Officials at the Centers for Disease Control and Prevention are asking for feedback on the agency’s new draft recommendations for counseling patients and parents considering male circumcision.

The recommendations, which the CDC released on Dec. 2, cover newborns, children, adolescents, and adults.

The draft draws on evidence from randomized, controlled trials showing that circumsized adult men have a significantly lower risk of acquiring HIV and other sexually transmitted infections through vaginal sexual intercourse. The CDC also cited the prevention of urinary tract infections and penile cancer as benefits of circumcision.

The rationale for the CDC draft recommendations closely mirrors that of guidelines issued in 2012 by the American Academy of Pediatrics (AAP) and endorsed by the American College of Obstetricians and Gynecologists (Pediatrics 2012;130:585-6).
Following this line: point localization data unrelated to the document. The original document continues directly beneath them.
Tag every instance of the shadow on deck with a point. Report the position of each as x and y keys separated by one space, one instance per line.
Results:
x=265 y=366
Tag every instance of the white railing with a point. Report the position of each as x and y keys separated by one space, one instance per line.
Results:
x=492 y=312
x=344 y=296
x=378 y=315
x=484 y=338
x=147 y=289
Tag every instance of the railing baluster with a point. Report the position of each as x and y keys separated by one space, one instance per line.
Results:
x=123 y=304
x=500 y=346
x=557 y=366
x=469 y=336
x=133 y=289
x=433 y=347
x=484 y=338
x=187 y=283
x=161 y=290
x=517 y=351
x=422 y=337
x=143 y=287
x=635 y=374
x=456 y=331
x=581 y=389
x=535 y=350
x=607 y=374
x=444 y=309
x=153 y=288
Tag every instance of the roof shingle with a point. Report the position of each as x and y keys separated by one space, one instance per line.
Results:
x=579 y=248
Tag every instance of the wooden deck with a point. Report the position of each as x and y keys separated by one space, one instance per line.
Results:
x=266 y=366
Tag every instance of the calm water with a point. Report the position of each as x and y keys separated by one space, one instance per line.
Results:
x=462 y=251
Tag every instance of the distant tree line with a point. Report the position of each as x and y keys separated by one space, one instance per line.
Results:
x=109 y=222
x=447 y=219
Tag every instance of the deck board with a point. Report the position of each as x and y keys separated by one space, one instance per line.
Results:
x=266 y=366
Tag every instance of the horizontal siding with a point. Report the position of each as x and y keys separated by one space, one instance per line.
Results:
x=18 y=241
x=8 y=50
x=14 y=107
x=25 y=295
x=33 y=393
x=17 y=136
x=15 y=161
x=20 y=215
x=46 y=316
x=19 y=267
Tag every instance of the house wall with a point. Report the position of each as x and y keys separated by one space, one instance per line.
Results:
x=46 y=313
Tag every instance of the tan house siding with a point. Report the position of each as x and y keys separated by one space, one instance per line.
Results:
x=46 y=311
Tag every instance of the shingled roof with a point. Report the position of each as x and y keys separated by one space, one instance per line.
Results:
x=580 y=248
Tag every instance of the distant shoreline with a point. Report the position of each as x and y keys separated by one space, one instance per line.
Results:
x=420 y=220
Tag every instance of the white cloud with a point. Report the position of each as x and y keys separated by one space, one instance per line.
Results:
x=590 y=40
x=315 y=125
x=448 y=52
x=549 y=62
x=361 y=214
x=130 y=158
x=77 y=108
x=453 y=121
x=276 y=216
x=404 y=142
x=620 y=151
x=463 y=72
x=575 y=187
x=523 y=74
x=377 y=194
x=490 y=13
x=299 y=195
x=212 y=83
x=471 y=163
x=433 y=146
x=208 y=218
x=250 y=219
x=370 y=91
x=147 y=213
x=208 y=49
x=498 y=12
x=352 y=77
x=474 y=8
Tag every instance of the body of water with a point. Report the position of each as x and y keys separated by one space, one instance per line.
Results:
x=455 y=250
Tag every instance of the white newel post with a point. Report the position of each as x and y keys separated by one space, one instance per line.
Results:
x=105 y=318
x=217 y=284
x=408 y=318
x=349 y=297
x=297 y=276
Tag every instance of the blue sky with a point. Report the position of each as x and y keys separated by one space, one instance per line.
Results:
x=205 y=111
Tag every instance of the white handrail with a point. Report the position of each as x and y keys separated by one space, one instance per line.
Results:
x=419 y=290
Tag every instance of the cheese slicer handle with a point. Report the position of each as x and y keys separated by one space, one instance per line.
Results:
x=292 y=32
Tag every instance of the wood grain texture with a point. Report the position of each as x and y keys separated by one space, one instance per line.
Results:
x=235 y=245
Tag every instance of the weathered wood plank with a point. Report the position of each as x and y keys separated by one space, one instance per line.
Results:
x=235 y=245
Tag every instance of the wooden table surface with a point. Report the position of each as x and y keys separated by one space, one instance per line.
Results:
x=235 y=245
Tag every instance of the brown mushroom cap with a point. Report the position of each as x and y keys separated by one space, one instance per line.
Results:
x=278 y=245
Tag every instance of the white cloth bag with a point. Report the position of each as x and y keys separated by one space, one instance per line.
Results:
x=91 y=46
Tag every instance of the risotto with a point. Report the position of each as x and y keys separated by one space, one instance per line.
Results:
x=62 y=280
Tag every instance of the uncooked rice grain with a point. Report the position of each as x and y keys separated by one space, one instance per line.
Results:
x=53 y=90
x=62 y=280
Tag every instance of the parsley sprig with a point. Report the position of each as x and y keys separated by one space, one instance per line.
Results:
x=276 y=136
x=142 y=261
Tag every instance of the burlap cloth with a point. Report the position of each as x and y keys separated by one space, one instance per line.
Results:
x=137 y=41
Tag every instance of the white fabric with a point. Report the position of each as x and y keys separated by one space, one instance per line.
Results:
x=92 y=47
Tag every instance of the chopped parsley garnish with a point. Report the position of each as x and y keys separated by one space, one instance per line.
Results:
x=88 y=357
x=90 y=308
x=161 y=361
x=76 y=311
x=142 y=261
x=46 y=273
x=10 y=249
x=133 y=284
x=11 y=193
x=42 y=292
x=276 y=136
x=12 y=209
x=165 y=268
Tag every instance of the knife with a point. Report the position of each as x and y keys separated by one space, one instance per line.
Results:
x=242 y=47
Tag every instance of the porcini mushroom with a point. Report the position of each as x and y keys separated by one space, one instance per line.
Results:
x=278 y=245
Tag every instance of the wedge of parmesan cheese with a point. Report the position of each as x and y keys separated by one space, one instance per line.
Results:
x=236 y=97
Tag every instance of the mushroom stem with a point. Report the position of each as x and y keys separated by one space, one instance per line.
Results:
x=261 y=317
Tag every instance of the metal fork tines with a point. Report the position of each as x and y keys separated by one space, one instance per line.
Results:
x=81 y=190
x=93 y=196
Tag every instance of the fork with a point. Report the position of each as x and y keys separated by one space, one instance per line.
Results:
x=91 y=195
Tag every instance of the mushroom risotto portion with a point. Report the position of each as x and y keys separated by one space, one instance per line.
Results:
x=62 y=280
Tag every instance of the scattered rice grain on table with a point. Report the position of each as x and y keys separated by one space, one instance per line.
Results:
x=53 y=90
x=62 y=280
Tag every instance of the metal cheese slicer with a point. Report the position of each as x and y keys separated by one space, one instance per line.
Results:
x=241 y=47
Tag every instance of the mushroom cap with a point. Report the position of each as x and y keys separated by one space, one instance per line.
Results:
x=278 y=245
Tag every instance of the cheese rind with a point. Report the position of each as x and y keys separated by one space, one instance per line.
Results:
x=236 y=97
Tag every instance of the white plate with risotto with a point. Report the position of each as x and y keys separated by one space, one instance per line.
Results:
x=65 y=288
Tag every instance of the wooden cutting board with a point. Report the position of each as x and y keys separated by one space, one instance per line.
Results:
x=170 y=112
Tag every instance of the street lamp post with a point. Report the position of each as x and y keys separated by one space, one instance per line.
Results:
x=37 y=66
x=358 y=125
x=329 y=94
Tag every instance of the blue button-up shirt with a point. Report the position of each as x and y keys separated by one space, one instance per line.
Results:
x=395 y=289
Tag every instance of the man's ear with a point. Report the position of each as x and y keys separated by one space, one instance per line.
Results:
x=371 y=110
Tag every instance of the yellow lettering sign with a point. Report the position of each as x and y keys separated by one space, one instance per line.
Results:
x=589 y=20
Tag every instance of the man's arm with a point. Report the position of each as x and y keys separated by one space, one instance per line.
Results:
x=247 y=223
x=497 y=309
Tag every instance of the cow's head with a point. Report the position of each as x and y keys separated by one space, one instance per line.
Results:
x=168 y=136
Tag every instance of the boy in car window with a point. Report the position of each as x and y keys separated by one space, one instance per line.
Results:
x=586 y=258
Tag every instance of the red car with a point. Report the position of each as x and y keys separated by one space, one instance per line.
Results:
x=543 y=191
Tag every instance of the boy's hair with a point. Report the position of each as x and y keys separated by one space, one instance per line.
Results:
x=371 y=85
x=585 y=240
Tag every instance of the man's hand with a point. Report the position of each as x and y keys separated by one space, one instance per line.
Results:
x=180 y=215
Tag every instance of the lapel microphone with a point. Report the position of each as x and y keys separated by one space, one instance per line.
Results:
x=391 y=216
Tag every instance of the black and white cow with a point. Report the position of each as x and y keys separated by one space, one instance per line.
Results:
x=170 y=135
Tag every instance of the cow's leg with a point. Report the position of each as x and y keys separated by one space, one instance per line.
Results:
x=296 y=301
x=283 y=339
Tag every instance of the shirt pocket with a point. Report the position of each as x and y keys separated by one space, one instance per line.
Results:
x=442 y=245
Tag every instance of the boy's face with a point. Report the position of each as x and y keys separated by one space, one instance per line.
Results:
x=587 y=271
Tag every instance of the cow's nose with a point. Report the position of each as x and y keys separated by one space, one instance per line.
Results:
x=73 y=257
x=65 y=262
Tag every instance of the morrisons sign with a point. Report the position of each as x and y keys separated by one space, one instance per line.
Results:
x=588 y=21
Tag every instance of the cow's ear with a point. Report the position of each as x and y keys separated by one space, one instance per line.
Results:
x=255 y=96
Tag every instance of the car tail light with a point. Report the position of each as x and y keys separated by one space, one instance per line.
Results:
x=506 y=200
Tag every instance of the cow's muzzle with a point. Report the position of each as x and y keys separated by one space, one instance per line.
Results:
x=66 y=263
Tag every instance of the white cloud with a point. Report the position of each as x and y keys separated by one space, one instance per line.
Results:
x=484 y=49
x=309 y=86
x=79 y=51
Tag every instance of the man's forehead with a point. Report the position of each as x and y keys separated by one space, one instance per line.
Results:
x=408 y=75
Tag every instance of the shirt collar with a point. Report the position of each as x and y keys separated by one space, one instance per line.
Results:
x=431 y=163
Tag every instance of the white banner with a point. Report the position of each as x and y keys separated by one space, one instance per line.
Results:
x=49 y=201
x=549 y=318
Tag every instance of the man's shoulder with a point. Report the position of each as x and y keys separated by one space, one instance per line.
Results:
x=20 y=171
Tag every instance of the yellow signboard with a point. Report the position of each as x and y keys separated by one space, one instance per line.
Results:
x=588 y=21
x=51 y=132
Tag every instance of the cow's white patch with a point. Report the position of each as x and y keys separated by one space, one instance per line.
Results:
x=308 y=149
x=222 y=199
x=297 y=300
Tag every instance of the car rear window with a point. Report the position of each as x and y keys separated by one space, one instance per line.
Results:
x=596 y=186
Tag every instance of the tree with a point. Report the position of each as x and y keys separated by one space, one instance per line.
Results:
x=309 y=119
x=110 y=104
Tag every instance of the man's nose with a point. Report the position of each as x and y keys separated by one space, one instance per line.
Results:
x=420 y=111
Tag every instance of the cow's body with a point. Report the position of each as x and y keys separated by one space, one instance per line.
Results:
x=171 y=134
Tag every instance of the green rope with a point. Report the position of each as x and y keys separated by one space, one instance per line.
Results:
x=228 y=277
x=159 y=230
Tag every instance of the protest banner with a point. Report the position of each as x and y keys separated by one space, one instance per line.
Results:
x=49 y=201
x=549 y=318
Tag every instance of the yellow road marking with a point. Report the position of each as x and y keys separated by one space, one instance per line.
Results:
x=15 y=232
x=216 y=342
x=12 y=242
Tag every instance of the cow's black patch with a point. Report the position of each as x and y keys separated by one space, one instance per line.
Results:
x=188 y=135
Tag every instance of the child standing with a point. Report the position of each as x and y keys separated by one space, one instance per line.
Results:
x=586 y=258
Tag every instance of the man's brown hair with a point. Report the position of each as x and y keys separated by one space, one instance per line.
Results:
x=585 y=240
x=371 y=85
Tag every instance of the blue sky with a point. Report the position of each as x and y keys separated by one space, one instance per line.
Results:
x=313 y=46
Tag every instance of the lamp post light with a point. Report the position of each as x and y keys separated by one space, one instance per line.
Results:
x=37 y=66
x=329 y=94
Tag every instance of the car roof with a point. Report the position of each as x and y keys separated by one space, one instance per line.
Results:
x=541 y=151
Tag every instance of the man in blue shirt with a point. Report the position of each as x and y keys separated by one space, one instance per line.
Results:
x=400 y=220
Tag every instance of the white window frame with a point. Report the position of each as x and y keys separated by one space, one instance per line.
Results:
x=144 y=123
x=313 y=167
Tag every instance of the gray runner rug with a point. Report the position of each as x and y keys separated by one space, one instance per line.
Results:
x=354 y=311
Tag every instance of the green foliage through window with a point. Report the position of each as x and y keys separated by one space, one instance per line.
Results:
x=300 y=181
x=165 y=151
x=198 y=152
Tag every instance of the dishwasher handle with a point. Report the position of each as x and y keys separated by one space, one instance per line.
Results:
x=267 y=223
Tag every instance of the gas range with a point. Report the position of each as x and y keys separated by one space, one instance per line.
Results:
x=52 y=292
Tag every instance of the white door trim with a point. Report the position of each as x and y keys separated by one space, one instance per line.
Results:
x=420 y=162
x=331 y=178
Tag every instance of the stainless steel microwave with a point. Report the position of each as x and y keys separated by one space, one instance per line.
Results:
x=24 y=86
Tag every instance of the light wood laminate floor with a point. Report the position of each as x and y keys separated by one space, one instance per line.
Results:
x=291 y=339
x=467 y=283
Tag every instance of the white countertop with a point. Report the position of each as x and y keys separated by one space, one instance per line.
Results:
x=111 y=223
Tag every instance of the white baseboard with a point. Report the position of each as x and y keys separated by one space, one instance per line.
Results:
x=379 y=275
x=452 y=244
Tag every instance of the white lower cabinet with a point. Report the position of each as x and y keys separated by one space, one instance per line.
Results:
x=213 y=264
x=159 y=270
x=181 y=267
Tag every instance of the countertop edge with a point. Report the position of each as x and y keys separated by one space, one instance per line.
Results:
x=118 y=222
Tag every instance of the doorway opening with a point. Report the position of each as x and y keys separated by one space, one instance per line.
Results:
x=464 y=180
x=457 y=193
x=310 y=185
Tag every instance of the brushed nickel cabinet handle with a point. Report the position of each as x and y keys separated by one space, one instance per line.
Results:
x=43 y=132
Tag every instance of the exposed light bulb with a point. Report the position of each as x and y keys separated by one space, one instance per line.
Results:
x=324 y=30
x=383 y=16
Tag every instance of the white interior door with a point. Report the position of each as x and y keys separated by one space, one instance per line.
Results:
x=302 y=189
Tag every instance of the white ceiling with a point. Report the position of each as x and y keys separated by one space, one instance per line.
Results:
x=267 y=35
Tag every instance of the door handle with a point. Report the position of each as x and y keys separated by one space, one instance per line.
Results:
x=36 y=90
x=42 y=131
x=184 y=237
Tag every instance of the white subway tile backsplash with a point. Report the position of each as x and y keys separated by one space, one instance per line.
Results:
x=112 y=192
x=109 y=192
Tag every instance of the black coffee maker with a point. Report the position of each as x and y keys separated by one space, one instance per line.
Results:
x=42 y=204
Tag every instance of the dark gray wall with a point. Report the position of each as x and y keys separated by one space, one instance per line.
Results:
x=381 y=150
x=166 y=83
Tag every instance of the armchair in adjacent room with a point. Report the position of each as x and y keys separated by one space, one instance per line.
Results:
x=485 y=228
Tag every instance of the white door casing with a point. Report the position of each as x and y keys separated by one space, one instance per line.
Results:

The 2012 document broke from earlier guidelines that did not recommend routine circumcision of male newborns. The AAP determined that there was sufficient evidence that the health benefits outweighed the risks, to the point that any family wanting the procedure should have access to it.

The CDC’s draft recommendations urge clinicians to review the health benefits and risks of elective male circumcision, whether in newborns, adolescents, or adults, while also taking into account other factors, such as “religion, societal norms and social customs, hygiene, aesthetic preference, and ethical considerations.”

The CDC draft includes specific recommendations for counseling patients and parents of each age group.

When advising adolescent and adult men, CDC recommends:

Counseling all sexually active patients on HIV and STI risk-reduction strategies, such as condoms, regardless of circumcision status.

Assessing risk behaviors, HIV status, and the gender of sexual partners before discussing the risks and benefits of circumcision.

Informing uncircumcised men and boys engaged in vaginal sexual intercourse about the partial protection against HIV afforded by male circumcision.

Advising patients that male circumcision has not been proven to reduce HIV/STI acquisition through oral or anal sex.

When advising parents about circumcision of newborns, children, and adolescent minors, CDC recommends:

Counseling parents before the baby is born, if possible.

Advising that circumcised newborn males are less likely to experience urinary tract infections, balanitis, and balanoposthitis.

Advising that neonatal circumcision is safer and less expensive than is circumcision later in childhood, with complications occurring less frequently in newborns and more frequently among children aged 1-10 years.

Discussing the likely benefits in terms of HIV and STI protection after sexual debut.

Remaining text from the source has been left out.